3. Most of the Human Race
The single greatest unnatural killer of humanity in the past century alone has been unrestricted tyrants making unjust war on their neighbors. From the unspeakable horrors of the Nazi Holocaust, to the satanic sadism of radical Shintoist Japan, to the self-inflicted cannibalism in Soviet Ukraine, the herculean weight of indiscriminate slaughter aimed at innocent people by tyrants has claimed a total of two-hundred and sixty-two million lives in the past century alone according to democide research from the University off Hawaii. There is only one thing that has killed more people than the genocidal tendencies of flailing ideologues: disease. Some would say that the estimates for the body counts (from Communism, for instance) are unreliable, saying that they might be exaggerating by four or five million people.

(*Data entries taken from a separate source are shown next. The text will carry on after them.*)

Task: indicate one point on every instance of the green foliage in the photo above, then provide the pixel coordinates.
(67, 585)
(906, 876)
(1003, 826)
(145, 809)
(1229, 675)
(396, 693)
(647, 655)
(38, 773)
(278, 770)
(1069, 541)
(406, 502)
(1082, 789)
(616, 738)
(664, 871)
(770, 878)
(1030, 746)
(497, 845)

When the margin of error is that massive, and after the first ten million deaths, it becomes clear that the point has already been made: the enemies which America has chosen in the past century represent the largest unnatural existential threat to the human race. The intentionally intimate killings and barbarism of imperial Japan were cut short thanks to the American military. The global threat of Communism was contained and eradicated by the American military. The exchange of nuclear weapons thus far in the world has been made possible by the U.S. nuclear umbrella and nuclear arsenal. Without the United States military, Eastern Europe, Western Europe, and Eastern Asia (just to cite a few examples) would be starving, burning, or warring to their own demise. The era of world peace known today is made possible by a legacy of U.S. military might, and there are hundreds of millions of people who are alive today thanks to the existence and moral resolve of the armed services.
So enjoy the blessings of liberty which so few in world history have thus far come to know. Reflect of the importance of free trade by eating your favorite foods and lighting off fireworks. Share America memes on Facebook and Instagram. Give your neighbor a firm handshake or bro-hug. Thank God that you get to sleep tonight without the fear of being murdered in the night or dragged out to a slave market or gulag. Be grateful for the exceptional world you know.